A new coalition of West Hollywood businessmen and political moderates will test its strength by backing incumbent Stephen Schulte, rent board Commissioner Ruth Williams and veteran Republican Tom Larkin in the April 8 City Council election.
The endorsements, announced late last week by leaders of West Hollywood for Good Government, are designed to coalesce political and financial support behind the three candidates.
Leaders of the group hope to avoid the circumstances of the city's first council race in November, 1984, when campaign funds and political endorsements were spread thin among 40 candidates.
In the April election, Schulte and council incumbents Mayor John Heilman and Helen Albert face seven challengers.
Appealing to Community
"With these endorsements, we can put all our resources behind three fine candidates," said Tony Melia, one of the group's co-chairmen and president of the West Hollywood Chamber of Commerce. "We think we've endorsed three people who will appeal to every segment of the community."
The endorsements may complicate matters, however, for at least two of the candidates. Both Schulte and Williams are also trying to win the backing of the influential Coalition for Economic Survival, a tenants' rights group that has already endorsed Heilman and Albert.
In recent weeks, the Good Government group has portrayed itself as a competitor to the tenant coalition for influence on the City Council. Good Government leaders have claimed that the tenant coalition, which backed four of five winning candidates in the 1984 council election, has exerted too much pressure on city policies. Melia characterized the coalition as a "one-trick pony," preoccupied with maintaining a strong rent-control law.
The tenant coalition's director, Larry Gross, said it was too early to determine whether his group could support candidates also endorsed by the Good Government group. "We will have to talk to the parties involved and assess the situation," he said.
But Gross also acknowledged that the endorsements would "probably raise some eyebrows" among members of his coalition's steering committee. "They (Good Government) have been clear about what they think of us," Gross said. "We still don't know who they represent. That's certainly one concern we have."

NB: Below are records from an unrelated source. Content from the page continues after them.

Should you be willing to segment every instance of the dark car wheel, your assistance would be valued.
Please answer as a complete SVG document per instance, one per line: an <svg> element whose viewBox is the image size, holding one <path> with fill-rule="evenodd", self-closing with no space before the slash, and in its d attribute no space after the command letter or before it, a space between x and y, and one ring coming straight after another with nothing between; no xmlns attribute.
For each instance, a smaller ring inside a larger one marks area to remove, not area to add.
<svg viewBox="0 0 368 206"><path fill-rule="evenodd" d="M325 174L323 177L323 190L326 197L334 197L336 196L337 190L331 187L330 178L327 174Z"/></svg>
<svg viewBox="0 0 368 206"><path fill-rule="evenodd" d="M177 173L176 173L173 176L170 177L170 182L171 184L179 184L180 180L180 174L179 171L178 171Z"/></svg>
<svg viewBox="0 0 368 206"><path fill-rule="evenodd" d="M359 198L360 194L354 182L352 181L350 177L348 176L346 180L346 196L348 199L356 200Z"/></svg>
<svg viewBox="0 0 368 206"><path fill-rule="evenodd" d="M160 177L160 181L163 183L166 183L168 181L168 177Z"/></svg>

His coalition's steering committee is scheduled to interview Schulte and Williams on Tuesday night.
Prospect of Unity
Williams said she would be comfortable running with both endorsements. "I don't see the two groups as mutually exclusive," she said. "(The Coalition for Economic Survival) represents one part of the community and West Hollywood for Good Government represents the rest. I'd like to hope we could unite everybody."
Although Schulte could not be reached for his reaction to the Good Government endorsement, he has said in the past that he could run with both endorsements.
Williams, a veteran rent-control activist who is a former member of the tenant coalition, said the Good Government endorsement would help her among some segments of the community where she was not well known, particularly among businessmen and Republicans.
Republicans are a target group for Tom Larkin, a real estate agent and the third of the Good Government group's endorsed candidates. There are more than 4,000 registered Republicans in West Hollywood (nearly 20% of the city's 20,000 registered voters) and Larkin said they did not participate in large numbers in the 1984 race.
"I think there's a strong likelihood that Republicans would vote their minds on money matters and that's one of the issues that both I and West Hollywood for Good Government agree on," Larkin said. "We both feel the city needs better financial management."
Larkin said he expects his campaign to benefit financially from the Good Government group. "It's been hard raising money in the last few weeks because a lot of the contributors have been waiting to see who will be endorsed," he said. "This endorsement can only help."
The Good Government organization is also forming a political action committee, which will make limited contributions to the three candidates on its slate, Melia said. He outlined an campaign plan that would include political mailings on behalf of the slate, a fund-raising event and a half-hour cable television program the night before the election which would present the three candidates to the public.
The Good Government group has also hired a San Fernando Valley-based polling firm to survey West Hollywood residents on their feelings about the City Council. Melia said that the poll will test the public's attitudes about "everything from potholes to the city's image" and that the results will be used by the Good Government group to select issues in the election campaign.
Other candidates in the April race are Jeffrey Cole, an actor; Stephen D. Michael, an auto salesman; Alan R. Mulquinn, a computer software consultant; Ron Stone, a city incorporation movement founder, and Mark Werksman, an attorney.